Along a particularly long and scorching stretch close to Puenta La Reina we were surrounded by bare, ploughed fields both sides of the dusty track we were on. 'What we need right now,' I said to Adeline between wiping beads of sweat from my face, 'Is someone to turn a watering hose on us to cool down.' Suddenly, out of the blue, the irrigating system start shooting long arms of water into the air on the field next to us. We didn't need an invitation - we both ran onto the field like kids and within two minutes we were soaked to the skin. I'm not making this up. This is the stuff that happens on the Camino.




I'd be lying if I said entering Puenta La Reina after a long trek of 35 kilometers wasn't somewhat of a shock. Every second building seems to be an albergue, with socks, towels and garments dangling from window sills. Petite pilgrim girls in sarongs, their pristine feet removed from their leather sandals daintily sat on the lawns, nibbling on goat's cheese and bread while reading well-thumbed copies of Brierleys. Almost everone we saw was a pilgrim. Moreover, they all looked fresh-faced and pink-cheeked. Our sun-burnt, sweat-stained and dusty demeanours stood out. We'd been on the road more than twice as long as most, and judging by the stares it must've showed.
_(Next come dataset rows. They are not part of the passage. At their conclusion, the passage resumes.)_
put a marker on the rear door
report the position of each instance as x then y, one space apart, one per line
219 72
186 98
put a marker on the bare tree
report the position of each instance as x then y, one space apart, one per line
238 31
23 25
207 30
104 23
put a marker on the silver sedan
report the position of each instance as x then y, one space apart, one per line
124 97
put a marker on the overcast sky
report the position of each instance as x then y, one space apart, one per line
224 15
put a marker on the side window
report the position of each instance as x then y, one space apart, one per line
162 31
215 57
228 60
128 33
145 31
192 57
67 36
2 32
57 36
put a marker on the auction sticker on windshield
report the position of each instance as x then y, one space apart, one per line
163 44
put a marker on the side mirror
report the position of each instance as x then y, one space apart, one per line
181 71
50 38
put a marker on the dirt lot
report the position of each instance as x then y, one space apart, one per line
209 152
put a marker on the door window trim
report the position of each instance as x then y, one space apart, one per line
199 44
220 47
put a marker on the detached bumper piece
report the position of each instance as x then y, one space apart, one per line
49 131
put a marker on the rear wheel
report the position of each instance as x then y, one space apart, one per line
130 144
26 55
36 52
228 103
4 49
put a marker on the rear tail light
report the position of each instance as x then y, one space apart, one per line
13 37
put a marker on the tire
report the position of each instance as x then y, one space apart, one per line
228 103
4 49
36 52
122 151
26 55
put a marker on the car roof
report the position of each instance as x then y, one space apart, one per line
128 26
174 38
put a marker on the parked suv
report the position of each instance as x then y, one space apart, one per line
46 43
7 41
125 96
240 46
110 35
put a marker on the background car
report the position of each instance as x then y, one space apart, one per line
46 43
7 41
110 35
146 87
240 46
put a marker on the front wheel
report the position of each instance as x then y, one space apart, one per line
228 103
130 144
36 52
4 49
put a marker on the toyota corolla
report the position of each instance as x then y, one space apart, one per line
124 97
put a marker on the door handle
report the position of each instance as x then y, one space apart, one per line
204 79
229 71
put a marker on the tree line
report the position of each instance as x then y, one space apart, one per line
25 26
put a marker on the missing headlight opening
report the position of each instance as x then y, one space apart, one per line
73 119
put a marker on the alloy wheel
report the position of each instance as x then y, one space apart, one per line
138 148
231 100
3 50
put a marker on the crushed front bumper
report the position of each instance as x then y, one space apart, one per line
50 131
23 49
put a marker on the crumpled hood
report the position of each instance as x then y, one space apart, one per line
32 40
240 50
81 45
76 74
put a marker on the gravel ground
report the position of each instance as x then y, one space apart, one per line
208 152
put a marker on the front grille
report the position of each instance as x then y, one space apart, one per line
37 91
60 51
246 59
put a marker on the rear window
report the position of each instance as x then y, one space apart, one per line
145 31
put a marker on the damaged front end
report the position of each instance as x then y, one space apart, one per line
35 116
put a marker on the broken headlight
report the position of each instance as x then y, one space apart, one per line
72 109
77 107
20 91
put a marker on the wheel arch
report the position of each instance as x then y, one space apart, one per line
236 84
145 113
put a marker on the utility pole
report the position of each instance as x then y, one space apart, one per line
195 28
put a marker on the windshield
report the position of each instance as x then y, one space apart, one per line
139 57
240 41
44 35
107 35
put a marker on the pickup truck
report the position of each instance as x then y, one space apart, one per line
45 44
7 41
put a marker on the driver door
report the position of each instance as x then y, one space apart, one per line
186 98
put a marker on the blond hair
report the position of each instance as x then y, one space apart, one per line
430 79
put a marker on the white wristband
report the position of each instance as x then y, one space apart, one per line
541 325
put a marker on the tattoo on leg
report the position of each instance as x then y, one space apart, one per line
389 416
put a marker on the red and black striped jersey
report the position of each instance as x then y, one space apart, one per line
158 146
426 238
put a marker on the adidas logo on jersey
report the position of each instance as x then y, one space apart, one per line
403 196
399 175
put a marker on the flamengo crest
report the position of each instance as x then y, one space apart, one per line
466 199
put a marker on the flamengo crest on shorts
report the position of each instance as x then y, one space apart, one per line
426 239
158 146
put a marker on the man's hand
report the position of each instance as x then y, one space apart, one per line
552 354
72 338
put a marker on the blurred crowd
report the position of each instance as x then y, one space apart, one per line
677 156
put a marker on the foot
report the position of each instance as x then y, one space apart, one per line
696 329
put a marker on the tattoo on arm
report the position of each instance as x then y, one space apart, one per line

I'm glad we'd opted to start in Lourdes and complete the Aragones route before tackling the long, well-trodden path to Santiago de Compostela. It had given us the chance to get a head start and savour the culture and history of the old pilgrim routes while being gently introduced into the mores, ethics and quirks of daily life as modern pilgrims.

Later we settled at a bar on one of Puenta La Reina's lively streets and drank a toast to the Camino Aragones. It had been tough going, but very, very rewarding. We felt ready for the next chapter. It's on we go.



POSTSCRIPT

We carried on yes, right through to Santiago. And even by bus to Kilometer Zero, Finisterre. But I stopped blogging once we got to Puente la Reina. I wanted to just take in the rest of the road without having to think about writing. I made some notes from which a story or two may still flow, but this is it for now. Now, get online and book an air ticket, go walk the Camino. Now.